Anne, we will go to the Church of St. Anne, mother of Mary (grandmother of Jesus.) It’s at the foot of the Mount of Olives, right beside the Pool of Bethesda, where Jesus healed the paralyzed person. It’s a church from Crusader days, set in a lovely garden. Every year, the Palm Sunday procession ends there, with 10,000 people entering its gates, singing!

Inside the church, all is calm, cool and quiet, with a still light that stretches to the skies. (It’s kind of like you are, inside!) Into the stillness we sing, and the acoustics, perfectly maximized by the architectural design, multiply the sound until it resounds like the angels of Bethlehem on the night when Anne’s daughter, Mary, gave birth to a son, the Son of God.

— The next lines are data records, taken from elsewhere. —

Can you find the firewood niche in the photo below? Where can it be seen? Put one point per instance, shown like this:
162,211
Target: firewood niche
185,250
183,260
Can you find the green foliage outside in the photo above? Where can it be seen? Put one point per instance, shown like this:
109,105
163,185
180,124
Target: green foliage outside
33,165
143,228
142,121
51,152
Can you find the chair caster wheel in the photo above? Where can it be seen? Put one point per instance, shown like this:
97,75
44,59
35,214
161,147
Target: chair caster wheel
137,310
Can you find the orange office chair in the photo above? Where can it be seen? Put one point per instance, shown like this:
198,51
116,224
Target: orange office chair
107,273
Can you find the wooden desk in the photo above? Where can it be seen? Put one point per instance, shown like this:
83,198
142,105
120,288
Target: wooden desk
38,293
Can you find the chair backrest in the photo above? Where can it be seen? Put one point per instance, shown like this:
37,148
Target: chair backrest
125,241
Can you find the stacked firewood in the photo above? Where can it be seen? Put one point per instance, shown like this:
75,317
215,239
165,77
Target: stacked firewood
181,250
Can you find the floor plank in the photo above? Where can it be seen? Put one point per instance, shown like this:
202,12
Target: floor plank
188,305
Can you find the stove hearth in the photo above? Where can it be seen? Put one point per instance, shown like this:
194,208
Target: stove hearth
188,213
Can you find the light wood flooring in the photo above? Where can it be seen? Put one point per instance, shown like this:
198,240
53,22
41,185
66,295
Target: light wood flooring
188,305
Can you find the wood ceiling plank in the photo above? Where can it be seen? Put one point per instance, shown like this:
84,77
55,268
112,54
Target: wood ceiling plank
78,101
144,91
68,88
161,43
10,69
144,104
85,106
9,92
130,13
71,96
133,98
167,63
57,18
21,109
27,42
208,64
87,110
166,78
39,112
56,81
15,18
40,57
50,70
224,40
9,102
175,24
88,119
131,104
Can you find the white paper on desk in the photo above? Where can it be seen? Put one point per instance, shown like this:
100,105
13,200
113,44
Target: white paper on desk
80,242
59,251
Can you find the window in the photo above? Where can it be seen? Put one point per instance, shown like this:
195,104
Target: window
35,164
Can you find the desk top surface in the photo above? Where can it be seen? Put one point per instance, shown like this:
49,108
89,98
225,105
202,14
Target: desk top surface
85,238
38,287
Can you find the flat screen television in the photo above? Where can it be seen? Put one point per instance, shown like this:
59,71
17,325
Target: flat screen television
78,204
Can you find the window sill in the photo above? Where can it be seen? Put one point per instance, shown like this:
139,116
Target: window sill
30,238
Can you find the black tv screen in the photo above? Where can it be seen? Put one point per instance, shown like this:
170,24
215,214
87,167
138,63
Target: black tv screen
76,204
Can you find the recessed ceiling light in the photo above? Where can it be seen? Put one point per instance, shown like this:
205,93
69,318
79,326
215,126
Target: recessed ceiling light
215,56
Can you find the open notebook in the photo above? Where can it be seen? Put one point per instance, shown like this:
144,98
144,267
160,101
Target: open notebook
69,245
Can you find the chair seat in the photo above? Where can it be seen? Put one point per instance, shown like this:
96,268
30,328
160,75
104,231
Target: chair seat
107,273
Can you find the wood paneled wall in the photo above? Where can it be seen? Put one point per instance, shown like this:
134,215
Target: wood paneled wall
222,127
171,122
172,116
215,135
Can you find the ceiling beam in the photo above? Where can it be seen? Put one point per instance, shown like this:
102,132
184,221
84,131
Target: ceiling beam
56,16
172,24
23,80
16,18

I like to think that just after Jesus experienced the triumph and tragedy of Palm Sunday, with its loud Hosannas and his tears wept over Jerusalem, he entered his grandma’s home. A sanctuary in the storm. Where he’d played as a child and now went for milk and cookies one more time before facing Herod and Pilate, Caiaphas and all the people.

It’s interesting: the opposition was from every level of community: Jewish government, Roman government, religious leadership, ordinary souls. Everyone turned against him, even his best friends in the end. So where might he have gone, right before that played out? To the garden of St. Anne – who was only named a saint once it was clear that her grandson truly was the Son of God. Only after she’d watched her daughter suffer through witnessing his death. After the resurrection, and ascension.

Do we think Jesus had breakfast with Grandmother Anne after he rose again, as much as with Peter on the seashore, where he asked Peter, “Do you love me?”?  We can expect he did. Only, at breakfast with her, he never had to ask the question. Anne loved him! It was always clear! As clear as the echoing acoustics of her quiet, steadfast church where, most often, the tune “Amazing Grace” rings out. Maybe in her home, that first Palm Sunday, grace his fears relieved.

He took that grace to the cross a week later. And not only was he resurrected, but he made a way to raise forever the paralyzed man who’d lain by the waters waiting for an angel outside his grandmother’s home. He made a way to raise forever his grandma, whose name stands over the door of the Crusader church: St. Anne. Where we will sing “Amazing Grace” and think of you!

After all, “Anne” means grace. You and she are well named! One day, by grace, all of us will meet in the beautiful garden of God where angels sing, and Jesus walks, and will welcome us home!

Blessings as you stay, and thanks for your prayers as we go.